Langkah saya terhenti, menatapnya heran sekaligus sedikit bersalah. “Salah paham aja, Dan. Itu mah biasa.”
“Tapi Papi bikin Mamah pergi dan nangis.” Saya menggaruk pelipis yang sebenarnya tak gatal, mencari kalimat yang tepat untuk memberi pengertian kepada Aidan agar ia tidak perlu meresahkan permasalahan saya dan ibunya.
”...Papi memang ngelakuin kesalahan ke Mamah, Dan.” Tadinya saya pikir saya enggan mengakuinya, tapi Aidan cukup pandai menerka situasi yang terjadi diantara kami. Jadi percuma kalau saya membohongi Aidan.
“Apa?” tanyanya ingin tahu. Saya mengusap rambutnya pelan, dan ini merupakan yang pertama kalinya setelah bertahun-tahun Kirana pergi dari hidup kami.
“Banyak, tapi biar Papi sama Mamah aja yang tau. Yang penting Idan...”
”...Kalau Papi lagi kerja jangan nakal sama Mamah. Gak boleh pukul temennya lagi.”
“Iya Pi,” sahutnya dengan senyuman. “Mamah juga bilang sama Idan,” lanjutnya.
“Apa?”
“Doain Mami yang udah di surga, baca surat Al-Fatihah dan Yasin buat Mami biar Mami bobonya enak.”
Saya diam seribu bahasa ketika Aidan berkata demikian. Butuh beberapa detik bagi saya mencerna kalimat itu, sebab setahu saya, Mentari sangat sakit hati karena tahu saya masih mencintai Kirana sejak awal kami menikah.
”...Mamah bilang gitu?” tanya saya dengan suara parau. Aidan mengangguk, merogoh kantung celananya. Ia mengeluarkan sebuah buku kecil dari sana dan menyerahkannya pada saya.
“Ini apa, Dan?” tanya saya bingung.
“Surat Al-Fatihah buat Mami. Kata Mamah, kalau lagi senggang Idan harus baca itu. Sama kalau Idan kangen Mami, bacain itu juga.”
Saya terguncang hebat saat meraih buku itu dari tangan Aidan. Satu helaan nafas saya hempaskan pelan, “Dan, kamu sayang Mamah dan Mami?”

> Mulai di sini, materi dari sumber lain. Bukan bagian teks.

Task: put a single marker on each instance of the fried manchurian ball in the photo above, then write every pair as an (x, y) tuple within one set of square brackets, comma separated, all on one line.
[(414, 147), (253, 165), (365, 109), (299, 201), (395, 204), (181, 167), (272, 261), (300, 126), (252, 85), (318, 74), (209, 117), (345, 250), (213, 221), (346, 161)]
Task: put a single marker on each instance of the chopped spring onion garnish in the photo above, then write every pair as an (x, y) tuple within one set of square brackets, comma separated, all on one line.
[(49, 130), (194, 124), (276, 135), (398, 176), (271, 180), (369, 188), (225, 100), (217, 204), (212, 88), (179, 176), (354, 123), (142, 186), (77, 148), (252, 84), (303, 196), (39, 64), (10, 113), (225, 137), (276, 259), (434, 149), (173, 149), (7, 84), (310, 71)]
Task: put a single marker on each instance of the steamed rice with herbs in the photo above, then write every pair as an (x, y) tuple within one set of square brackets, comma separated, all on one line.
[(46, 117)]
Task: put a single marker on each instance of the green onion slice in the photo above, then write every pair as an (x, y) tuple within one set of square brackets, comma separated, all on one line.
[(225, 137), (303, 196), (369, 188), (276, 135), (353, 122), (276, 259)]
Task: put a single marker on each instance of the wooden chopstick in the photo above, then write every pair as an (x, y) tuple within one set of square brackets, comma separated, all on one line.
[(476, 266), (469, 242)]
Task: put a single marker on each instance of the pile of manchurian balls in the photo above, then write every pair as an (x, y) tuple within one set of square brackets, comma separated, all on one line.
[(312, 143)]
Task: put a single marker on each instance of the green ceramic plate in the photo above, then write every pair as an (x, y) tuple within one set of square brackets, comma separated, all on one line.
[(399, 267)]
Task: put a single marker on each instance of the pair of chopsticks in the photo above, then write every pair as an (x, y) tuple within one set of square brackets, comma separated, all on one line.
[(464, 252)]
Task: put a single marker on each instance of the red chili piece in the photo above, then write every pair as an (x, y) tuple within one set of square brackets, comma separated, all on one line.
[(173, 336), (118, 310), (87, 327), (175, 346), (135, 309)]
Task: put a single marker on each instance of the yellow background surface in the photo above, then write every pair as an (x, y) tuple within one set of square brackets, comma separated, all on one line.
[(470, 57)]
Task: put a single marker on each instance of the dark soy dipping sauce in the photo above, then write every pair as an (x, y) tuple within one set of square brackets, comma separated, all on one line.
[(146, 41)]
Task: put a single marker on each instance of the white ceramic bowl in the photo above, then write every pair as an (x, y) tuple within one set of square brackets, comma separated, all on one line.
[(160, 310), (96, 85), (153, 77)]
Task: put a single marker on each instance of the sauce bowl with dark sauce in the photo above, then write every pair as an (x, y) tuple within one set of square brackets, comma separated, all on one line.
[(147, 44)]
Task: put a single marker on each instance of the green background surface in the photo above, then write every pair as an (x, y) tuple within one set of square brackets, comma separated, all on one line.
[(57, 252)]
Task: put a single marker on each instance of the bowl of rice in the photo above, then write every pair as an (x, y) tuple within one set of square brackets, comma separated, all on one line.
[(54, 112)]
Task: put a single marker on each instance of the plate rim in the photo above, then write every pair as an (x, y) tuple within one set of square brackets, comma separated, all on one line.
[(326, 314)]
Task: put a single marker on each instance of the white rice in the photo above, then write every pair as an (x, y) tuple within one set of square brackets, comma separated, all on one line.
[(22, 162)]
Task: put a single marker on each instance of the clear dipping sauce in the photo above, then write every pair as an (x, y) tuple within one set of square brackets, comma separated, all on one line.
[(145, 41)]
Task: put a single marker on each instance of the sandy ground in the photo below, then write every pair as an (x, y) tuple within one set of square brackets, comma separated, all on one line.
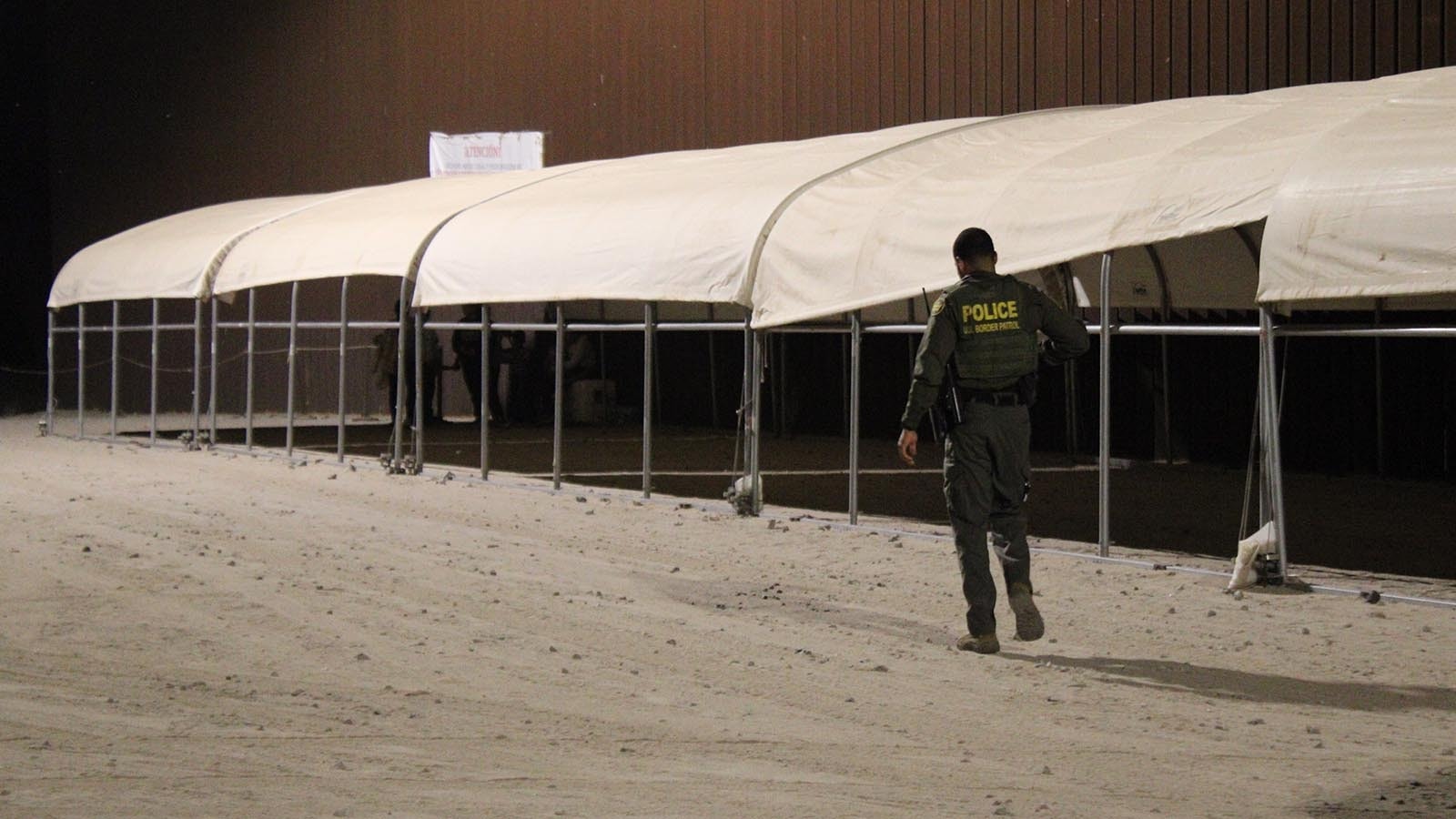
[(223, 634)]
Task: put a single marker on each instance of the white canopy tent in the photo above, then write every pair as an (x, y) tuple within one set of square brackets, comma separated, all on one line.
[(804, 230)]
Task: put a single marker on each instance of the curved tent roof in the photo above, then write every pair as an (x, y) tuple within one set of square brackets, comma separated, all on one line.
[(808, 229), (169, 258), (379, 230), (662, 228), (1372, 210)]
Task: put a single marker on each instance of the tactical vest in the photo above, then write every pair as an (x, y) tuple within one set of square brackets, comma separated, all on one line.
[(996, 332)]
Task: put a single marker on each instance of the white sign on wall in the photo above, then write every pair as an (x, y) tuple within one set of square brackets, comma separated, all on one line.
[(485, 153)]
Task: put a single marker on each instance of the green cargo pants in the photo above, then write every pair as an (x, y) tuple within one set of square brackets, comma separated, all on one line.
[(987, 471)]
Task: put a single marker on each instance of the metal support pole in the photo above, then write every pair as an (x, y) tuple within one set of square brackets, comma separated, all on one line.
[(1104, 426), (157, 321), (1274, 477), (211, 388), (80, 370), (746, 394), (487, 390), (756, 424), (854, 416), (344, 359), (252, 334), (116, 361), (197, 369), (399, 378), (50, 372), (558, 401), (648, 365), (1168, 413), (1380, 394), (293, 359)]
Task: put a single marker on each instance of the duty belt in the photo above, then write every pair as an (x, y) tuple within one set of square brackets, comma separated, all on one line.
[(999, 398)]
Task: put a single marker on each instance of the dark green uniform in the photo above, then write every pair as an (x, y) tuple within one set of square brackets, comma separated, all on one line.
[(986, 329)]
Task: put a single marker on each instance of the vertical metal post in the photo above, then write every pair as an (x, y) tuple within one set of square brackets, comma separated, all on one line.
[(116, 361), (293, 359), (399, 376), (211, 389), (252, 332), (197, 369), (344, 359), (1168, 413), (421, 411), (1104, 424), (1274, 475), (50, 372), (558, 410), (1380, 394), (157, 321), (713, 373), (854, 416), (80, 370), (746, 394), (648, 366), (756, 424), (487, 390)]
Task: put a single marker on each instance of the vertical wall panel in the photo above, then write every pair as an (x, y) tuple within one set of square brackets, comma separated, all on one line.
[(1409, 35), (1075, 29), (1259, 46), (986, 26), (1179, 69), (1341, 43), (1238, 46), (1431, 34), (1011, 57), (1198, 44), (1219, 47), (1127, 51), (1361, 51), (1320, 41)]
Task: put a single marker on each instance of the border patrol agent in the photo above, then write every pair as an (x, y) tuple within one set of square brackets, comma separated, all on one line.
[(982, 339)]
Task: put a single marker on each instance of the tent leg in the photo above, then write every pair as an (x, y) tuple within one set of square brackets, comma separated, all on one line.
[(648, 370), (756, 426), (157, 321), (252, 336), (1274, 475), (855, 368), (421, 411), (211, 387), (398, 462), (344, 359), (50, 372), (487, 390), (293, 360), (80, 370), (116, 361), (558, 401), (1104, 409), (197, 370)]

“Sayang dua-duanya,” Aidan menyahut tanpa keraguan. Saya sangat amat malu pada diri sendiri. Aidan, yang bahkan belum mencapai usia dewasa bahkan lebih mengerti apa arti kasih sayang dan cinta yang sesungguhnya.
“Papi sayang dua-duanya?”
“Sayang dua-duanya.”
“Tapi Mami udah pergi,” kata Aidan. “Adanya Mamah.”
Kepala saya bagai dihantam kuat oleh palu mendengar ucapan Aidan. Dua kali. Dua kali Aidan menampar saya dengan begitu keras. “Idan sayang Mami, karena Idan anaknya Mami. Idan sayang Mamah, karena Mamah surganya Idan sekarang.”
Mentari, kamu berhasil mendidik Aidan dengan baik, dibandingkan saya, ayahnya.
Maafin saya kalau saya selalu mengusir kamu dari hidup saya, saya selalu menyakiti kamu tanpa saya tahu kalau kamu berjuang begitu keras membuat Aidan sebahagia ini.
Sekarang giliran saya yang membahagiakan kamu dan Aidan, anak kita.